Currently, USDT has only one issuer: the Tether-controlled USDT contract, which holds exclusive minting rights.
If Tether fully trusted EIP-7503, they could add a new function to the USDT contract allowing new USDT to be minted based on EIP-7503 rules—specifically, permitting calls to mint new tokens upon submission of a valid zero-knowledge proof proving prior destruction, with the newly minted tokens sent to a fresh, unrelated address.
This would completely sever the transaction history of the original USDT.
This is a profoundly effective method of laundering coins.
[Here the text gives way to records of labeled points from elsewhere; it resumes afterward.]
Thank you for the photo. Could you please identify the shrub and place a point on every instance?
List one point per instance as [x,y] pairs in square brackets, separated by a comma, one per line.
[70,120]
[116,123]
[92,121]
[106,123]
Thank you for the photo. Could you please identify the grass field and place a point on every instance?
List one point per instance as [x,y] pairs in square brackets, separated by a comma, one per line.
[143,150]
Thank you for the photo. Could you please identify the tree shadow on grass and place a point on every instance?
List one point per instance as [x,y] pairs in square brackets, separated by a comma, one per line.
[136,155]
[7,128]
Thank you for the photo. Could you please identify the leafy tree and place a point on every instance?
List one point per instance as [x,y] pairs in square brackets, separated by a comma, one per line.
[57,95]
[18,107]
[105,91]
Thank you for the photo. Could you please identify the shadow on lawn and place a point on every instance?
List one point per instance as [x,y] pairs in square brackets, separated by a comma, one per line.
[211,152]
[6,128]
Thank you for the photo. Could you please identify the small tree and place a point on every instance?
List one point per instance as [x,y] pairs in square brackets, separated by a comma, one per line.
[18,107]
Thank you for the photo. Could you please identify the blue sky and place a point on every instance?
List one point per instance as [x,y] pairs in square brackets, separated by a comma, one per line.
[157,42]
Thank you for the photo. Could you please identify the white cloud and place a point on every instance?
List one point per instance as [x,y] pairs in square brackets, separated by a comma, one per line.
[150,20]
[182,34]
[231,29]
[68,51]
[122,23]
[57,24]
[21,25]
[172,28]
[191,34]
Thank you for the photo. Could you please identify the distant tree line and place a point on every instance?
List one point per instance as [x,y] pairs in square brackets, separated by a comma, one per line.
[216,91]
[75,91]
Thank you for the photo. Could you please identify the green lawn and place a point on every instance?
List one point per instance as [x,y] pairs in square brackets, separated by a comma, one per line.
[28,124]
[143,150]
And if EIP-7503 is combined with Ethereum’s upcoming major upgrade, Pectra—which enables contracts to pay gas fees on behalf of users—then the anonymization becomes even more complete.
Because right now, using EIP-7503 still requires users to obtain some ETH elsewhere to cover gas fees. But imagine a scenario where after laundering via EIP-7503, the user receives funds in a brand-new Ethereum address that has no prior transaction history—not even gas. They could then spend these funds using Pectra’s contract-paid gas feature, achieving near-total anonymity.
Currently, EIP-7503 does not have support from the Ethereum Foundation. On the official Ethereum EIP list (https://eips.ethereum.org/all), EIP-7503 remains just a draft.
I think this idea is extremely important. There’s still a long road ahead.